La razón de estado, en España, suele caer muy cerca de la noción de autarquía. El sostenella y no enmendalla, el más vale honra sin barcos que barcos sin honra, el ahí me las den todas, el que inventen ellos y, en general, la larga tradición de desconfianza del nacionalismo español hacia todo aquello que viene del “extranjero” (entendiendo este concepto como una zona tenebrosa e inhóspita, donde no siempre hablan español y de donde siempre pueden venir cosas indeseables) no son casuales: son expresiones del pensamiento profundo de un estado que fue suficientemente grande, como nación, para poder despreciar al resto del mundo en un intervalo concreto de su historia, y que se piensa que lo puede continuar haciendo a pesar de que le pasen los siglos por encima.
De esto ha dado un recital estos días Margarita Robles, actualmente ministra de Defensa, pero con una larga hoja de servicios que la convierten en una mujer de estado de pura cepa. Del estado español, se entiende. Su salida por la tangente del martes en el Senado, al afirmar que desconoce “qué medio de comunicación” es la revista The New Yorker, es un buen ejemplo. Es prácticamente imposible que una persona que ocupa altas responsabilidades de gobierno no haya leído nunca algo publicado por The New Yorker, pero, como en este caso la publicación va contra el interés del Estado, entonces el Estado (el estado español) se encierra dentro de su caparazón y declara no conocer la revista. Todo está dentro del Estado excepto aquello que le es nocivo, y aquello que es nocivo para el Estado sencillamente no existe para la verdad oficial (definida, obviamente, por el propio Estado). Robles añadió que, además de ignorar de qué publicación se trataba, tampoco sabía con qué fuentes trabajaba. Traducido: esta publicación, The New Yorker, no existe para nosotros porque recurre a fuentes que no son autorizadas por el Estado. Normalmente, a esto se le llama prensa independiente. Pero es precisamente el tipo de prensa que a los hombres y mujeres de estado –sobre todo de los estados que, siendo formalmente democráticos, sienten esta fuerte atracción por la autarquía– les molesta mucho. Especialmente, cuando tiene difusión y prestigio internacionales.
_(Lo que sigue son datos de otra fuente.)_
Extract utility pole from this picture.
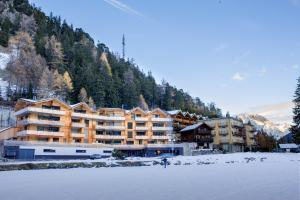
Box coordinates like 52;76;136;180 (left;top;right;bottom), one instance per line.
122;34;125;60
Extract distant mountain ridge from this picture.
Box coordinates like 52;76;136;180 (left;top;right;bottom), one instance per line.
237;113;291;139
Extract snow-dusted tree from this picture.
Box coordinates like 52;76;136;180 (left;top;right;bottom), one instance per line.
138;94;149;110
37;68;54;99
63;71;73;92
78;88;89;103
4;32;48;94
45;35;63;69
88;97;95;108
290;77;300;144
52;69;67;99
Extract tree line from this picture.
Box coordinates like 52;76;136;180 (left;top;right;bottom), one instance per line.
0;0;222;117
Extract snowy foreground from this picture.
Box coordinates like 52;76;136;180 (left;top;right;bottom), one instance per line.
0;153;300;200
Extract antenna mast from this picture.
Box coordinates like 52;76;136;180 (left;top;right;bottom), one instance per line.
122;34;125;60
La traca, sin embargo, llegó el día siguiente en el Congreso, cuando la ministra Robles, enfurecida, se precipitó por la pendiente de la democracia no ya defectuosa, sino directamente fraudulenta: “¿Qué tiene que hacer un estado cuando alguien declara la independencia?”, preguntó, convencida de estar esgrimiendo una razón irrebatible: una razón de estado. Una razón de estado incapaz de concebir el independentismo como un adversario político legítimo al cual hay que responder con argumentos democráticos. El independentismo es una amenaza para el Estado , y ante esto, el fin (la protección de la unidad de España) justifica los medios. El presidente Pedro Sánchez, y con él se entiende que todo el PSOE y todo el gobierno, asumen el fraude implícito en las exaltadas palabras de Robles. Apuntar, por cierto, que en la corrupción (la del jefe del Estado, sin ir más lejos) no ven una amenaza ni mucho menos tan temible como la de los independentistas. Un estado así está muy lejos de poder decir que es una democracia plena o avanzada.